Your dissertation, How Caribbeans Become Black: Reframing Blackness amongst Afro-Caribbeans in South Florida and much of your research focuses on identity, including the multitudes of diasporic populations. Can you tell us what brought you to these subjects - was it an aha moment, or a culmination?
I would say it was a culmination of steps. I was interested in studying identity and culture while in college. I took classes in English and Sociology, and I found myself drawn to the studies colonialism, race, culture, and identity. I was especially interested in the perspectives of migrants and their descendants who navigate learning to belong in a new land while also holding onto their cultural homes. As a graduate student in cultural studies and then sociology, I began to focus more on how race and ethnicity influenced migrants’ identity and feelings of belonging. I enjoy the study of Diaspora, and especially Black diaspora, because it brings all of my interests together. My dissertation thus focuses on how Black Caribbean identity and culture is necessarily tied to experiences with race and its historical impacts.
What drew you to Gonzaga?
The Gonzaga community itself! I have met the friendliest faculty and staff that I’ve had the pleasure of meeting. I’ve also met many engaged students with a passion for knowledge.

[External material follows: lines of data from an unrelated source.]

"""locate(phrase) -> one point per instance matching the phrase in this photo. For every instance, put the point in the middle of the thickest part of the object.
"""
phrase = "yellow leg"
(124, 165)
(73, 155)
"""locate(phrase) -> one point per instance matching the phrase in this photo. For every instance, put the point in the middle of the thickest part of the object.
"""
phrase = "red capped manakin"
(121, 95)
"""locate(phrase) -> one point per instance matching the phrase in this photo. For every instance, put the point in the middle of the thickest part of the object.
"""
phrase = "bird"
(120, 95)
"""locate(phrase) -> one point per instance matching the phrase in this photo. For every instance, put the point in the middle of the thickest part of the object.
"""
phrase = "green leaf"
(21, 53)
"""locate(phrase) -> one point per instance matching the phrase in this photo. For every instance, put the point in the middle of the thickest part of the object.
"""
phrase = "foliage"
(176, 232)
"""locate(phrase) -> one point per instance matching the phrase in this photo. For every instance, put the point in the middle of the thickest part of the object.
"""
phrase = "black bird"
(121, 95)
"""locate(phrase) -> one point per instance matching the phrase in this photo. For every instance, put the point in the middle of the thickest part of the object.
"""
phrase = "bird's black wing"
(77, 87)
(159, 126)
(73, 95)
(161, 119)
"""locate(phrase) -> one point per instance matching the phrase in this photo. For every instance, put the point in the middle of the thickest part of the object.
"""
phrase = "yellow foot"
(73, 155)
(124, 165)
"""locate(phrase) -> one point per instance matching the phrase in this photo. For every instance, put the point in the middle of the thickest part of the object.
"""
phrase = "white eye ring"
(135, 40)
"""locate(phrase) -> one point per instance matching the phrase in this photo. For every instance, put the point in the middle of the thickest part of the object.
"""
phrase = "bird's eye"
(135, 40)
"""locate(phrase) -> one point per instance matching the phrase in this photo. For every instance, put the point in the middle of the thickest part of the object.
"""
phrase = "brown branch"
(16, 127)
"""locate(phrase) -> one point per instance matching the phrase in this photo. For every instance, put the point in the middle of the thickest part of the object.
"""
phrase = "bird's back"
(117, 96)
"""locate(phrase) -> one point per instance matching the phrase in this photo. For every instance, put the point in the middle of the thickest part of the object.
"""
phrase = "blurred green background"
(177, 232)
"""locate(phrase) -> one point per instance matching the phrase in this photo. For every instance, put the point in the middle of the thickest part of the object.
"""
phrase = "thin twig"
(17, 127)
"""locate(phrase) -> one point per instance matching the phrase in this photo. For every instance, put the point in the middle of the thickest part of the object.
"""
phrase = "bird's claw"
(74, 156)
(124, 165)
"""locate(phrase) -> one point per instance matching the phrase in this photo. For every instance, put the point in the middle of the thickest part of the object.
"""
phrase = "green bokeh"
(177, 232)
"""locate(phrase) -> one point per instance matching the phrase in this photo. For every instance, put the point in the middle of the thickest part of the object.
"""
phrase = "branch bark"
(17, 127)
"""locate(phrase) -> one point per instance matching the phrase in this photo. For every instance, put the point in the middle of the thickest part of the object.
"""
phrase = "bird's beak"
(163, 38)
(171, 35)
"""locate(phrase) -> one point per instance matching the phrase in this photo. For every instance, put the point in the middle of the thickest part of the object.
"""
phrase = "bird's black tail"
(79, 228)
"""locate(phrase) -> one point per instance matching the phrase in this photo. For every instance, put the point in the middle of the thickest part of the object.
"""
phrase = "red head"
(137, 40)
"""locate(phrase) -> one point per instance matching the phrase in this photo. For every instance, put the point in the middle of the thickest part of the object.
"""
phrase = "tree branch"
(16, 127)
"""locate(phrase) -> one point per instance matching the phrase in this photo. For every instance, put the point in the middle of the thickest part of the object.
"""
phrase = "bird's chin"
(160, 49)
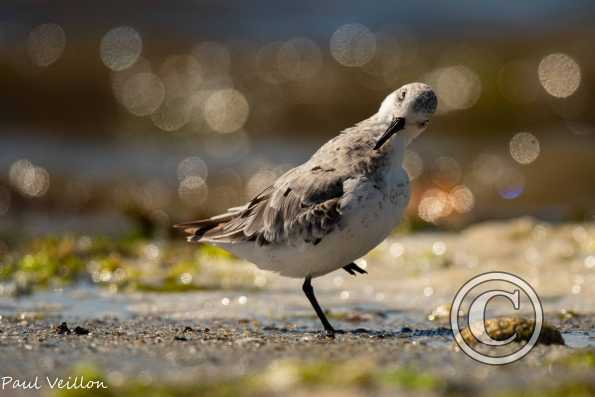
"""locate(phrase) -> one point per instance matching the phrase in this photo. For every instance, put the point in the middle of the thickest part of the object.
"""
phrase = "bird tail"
(197, 229)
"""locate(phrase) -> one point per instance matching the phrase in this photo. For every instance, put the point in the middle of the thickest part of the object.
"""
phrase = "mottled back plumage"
(304, 203)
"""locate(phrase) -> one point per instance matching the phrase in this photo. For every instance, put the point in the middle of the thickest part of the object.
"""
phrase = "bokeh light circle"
(559, 75)
(120, 48)
(524, 148)
(226, 110)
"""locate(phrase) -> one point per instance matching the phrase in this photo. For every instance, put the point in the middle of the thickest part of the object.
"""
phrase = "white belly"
(367, 219)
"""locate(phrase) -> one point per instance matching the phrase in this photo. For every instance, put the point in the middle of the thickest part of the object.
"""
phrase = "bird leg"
(352, 268)
(309, 291)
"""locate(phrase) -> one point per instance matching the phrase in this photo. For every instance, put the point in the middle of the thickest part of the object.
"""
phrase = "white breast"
(368, 217)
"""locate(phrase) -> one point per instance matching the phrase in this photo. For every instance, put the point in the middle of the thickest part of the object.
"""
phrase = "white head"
(408, 110)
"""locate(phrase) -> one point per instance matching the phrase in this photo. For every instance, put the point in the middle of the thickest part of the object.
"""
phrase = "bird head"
(407, 111)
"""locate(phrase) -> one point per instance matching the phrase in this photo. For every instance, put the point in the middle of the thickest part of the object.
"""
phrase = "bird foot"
(352, 268)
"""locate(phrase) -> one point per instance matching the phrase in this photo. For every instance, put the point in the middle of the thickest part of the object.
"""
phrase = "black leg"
(309, 291)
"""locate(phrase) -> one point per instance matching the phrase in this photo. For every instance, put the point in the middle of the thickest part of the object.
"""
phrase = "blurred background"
(135, 114)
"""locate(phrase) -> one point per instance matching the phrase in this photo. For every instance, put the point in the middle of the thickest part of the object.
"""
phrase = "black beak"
(397, 125)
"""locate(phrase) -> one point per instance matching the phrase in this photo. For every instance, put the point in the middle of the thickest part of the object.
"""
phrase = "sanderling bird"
(333, 209)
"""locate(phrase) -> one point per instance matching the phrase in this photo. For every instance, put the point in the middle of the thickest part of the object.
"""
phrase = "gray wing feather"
(299, 206)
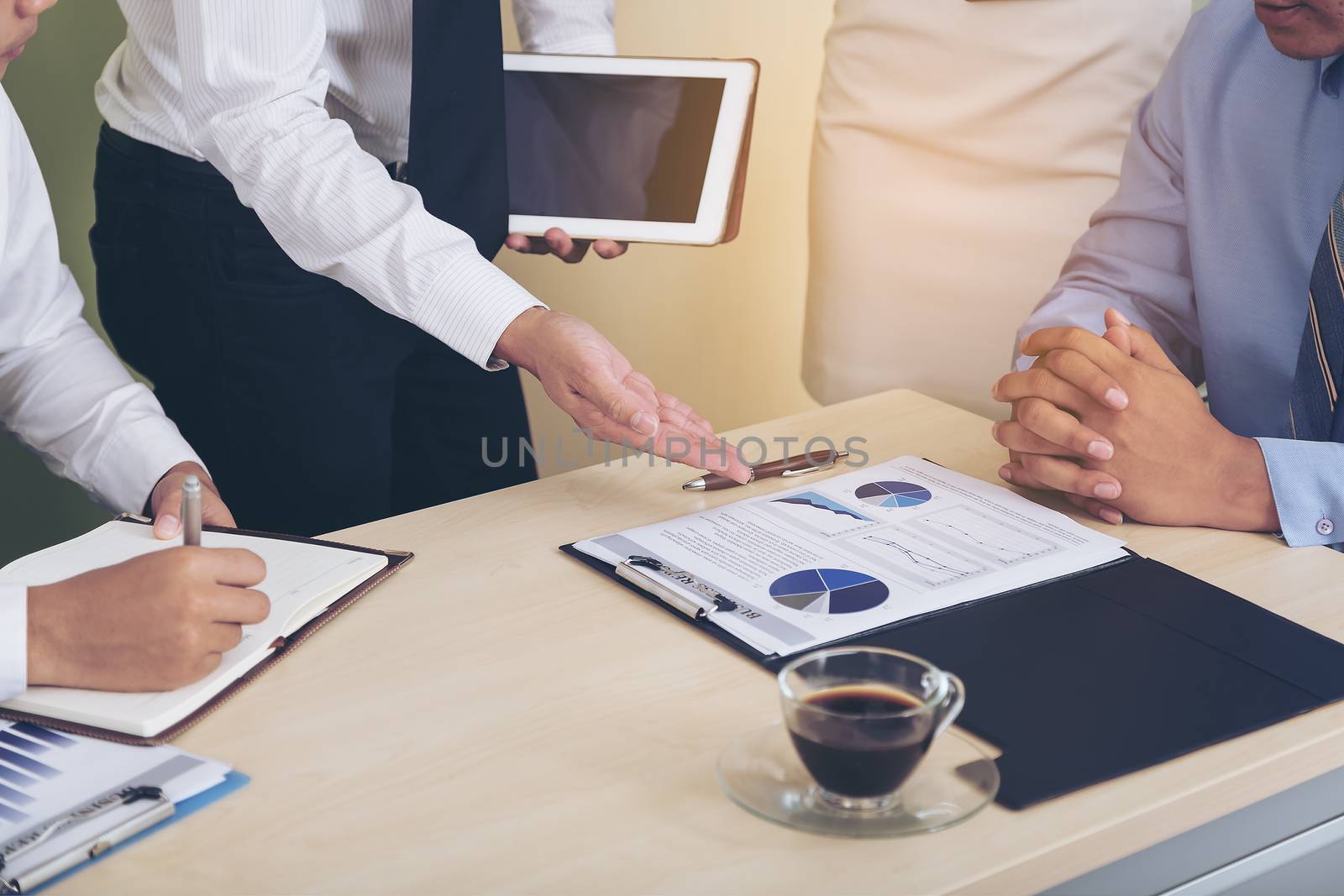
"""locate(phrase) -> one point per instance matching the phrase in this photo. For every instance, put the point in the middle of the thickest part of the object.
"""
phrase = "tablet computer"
(628, 148)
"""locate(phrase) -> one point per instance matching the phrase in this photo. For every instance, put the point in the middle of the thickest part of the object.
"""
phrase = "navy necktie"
(456, 155)
(1315, 410)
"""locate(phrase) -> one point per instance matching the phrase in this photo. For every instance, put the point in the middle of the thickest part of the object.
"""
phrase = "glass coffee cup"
(862, 719)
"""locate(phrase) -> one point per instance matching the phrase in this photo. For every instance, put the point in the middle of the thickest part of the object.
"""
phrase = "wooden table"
(497, 718)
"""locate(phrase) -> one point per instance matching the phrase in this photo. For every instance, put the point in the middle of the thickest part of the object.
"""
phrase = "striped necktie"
(1314, 412)
(456, 145)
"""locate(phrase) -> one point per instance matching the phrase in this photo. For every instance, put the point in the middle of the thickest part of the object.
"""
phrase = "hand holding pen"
(797, 465)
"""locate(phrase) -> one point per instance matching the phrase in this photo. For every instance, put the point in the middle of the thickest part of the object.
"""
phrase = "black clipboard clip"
(701, 604)
(156, 809)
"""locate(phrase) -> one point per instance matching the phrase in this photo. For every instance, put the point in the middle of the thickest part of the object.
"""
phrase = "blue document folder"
(228, 785)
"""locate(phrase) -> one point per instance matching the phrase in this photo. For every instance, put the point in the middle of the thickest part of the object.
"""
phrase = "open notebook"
(304, 580)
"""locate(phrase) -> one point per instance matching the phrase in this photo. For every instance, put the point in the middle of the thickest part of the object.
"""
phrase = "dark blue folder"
(1106, 672)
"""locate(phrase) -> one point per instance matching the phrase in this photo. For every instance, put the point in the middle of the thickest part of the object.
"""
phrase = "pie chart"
(828, 591)
(893, 493)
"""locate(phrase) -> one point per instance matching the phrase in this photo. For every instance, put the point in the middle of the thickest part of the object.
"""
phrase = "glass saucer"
(761, 773)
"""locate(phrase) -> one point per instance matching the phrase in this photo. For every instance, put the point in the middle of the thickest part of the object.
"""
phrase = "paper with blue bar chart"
(47, 775)
(860, 551)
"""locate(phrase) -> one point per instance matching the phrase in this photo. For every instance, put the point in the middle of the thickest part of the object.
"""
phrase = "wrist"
(517, 340)
(45, 634)
(1243, 495)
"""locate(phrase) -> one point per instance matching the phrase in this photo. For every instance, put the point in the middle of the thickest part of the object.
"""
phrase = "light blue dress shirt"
(1227, 181)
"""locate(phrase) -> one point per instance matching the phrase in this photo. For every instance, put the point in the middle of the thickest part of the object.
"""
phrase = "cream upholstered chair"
(960, 149)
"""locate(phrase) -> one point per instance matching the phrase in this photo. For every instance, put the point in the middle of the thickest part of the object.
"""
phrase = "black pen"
(799, 465)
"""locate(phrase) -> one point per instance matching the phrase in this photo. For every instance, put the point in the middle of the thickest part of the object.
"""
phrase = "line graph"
(917, 559)
(981, 535)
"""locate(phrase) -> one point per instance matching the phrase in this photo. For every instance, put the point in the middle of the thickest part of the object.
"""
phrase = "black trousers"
(312, 409)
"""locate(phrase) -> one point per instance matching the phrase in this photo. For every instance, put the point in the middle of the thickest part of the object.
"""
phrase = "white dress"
(960, 149)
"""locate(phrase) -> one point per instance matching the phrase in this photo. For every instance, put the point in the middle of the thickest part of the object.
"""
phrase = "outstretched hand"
(589, 379)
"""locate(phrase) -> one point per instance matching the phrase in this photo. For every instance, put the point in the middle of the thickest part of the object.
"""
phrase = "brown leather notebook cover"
(396, 560)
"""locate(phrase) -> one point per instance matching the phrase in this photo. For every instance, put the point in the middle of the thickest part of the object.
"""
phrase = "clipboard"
(1093, 676)
(396, 560)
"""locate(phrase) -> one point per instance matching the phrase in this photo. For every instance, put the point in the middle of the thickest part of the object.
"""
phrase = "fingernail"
(645, 423)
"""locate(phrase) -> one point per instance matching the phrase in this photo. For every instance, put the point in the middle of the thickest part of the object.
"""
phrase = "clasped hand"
(1112, 423)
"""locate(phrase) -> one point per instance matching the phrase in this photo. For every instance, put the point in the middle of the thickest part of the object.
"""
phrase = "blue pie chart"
(893, 495)
(828, 591)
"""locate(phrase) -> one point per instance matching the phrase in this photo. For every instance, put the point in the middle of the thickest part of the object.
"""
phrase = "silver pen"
(192, 511)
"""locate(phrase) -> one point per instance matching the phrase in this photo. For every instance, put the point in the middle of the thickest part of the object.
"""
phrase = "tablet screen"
(615, 147)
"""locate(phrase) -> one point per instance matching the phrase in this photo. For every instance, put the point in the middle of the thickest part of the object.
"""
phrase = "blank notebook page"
(302, 580)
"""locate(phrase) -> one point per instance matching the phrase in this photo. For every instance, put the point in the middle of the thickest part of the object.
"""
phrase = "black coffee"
(864, 752)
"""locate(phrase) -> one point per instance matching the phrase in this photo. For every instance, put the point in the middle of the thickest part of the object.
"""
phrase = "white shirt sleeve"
(253, 101)
(13, 640)
(585, 27)
(62, 391)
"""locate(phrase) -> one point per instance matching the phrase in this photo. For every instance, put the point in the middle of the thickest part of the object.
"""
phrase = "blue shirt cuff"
(1308, 484)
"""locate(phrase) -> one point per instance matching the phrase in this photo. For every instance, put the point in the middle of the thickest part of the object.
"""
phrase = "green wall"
(51, 86)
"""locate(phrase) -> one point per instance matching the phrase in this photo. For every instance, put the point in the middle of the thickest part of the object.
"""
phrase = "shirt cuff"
(134, 459)
(1308, 490)
(468, 308)
(13, 640)
(593, 45)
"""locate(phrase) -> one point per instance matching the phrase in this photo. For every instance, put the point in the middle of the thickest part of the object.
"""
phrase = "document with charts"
(859, 551)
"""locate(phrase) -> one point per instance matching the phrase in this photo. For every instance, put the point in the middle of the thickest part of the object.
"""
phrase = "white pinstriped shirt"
(300, 103)
(62, 391)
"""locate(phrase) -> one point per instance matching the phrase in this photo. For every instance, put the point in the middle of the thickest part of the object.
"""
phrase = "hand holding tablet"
(635, 149)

What courses will you be teaching at Gonzaga? Will you be teaching any subjects that are new to the department?
This fall, I will be teaching courses on Race and Ethnicity and Introduction to Sociology. I plan to teach on Globalization and Social Theory as well as introduce new courses on Immigration, Race in Comparative Perspective, and Culture from a Global Perspective.
What are you most looking forward to in the next year (professionally, personally, etc.)?
I look forward to teaching! I am very excited about the culture of the campus and look forward to meeting students and sharing knowledge with them. More personally, I am also looking forward to exploring Spokane. I love hiking and biking, and this place seems like a great place to do both.
Do you have any projects or research that you’re currently working on?
I mostly focusing on publications related to my research. The big project will be the book. I am also interested in the impacts of race on local policing and immigration enforcement.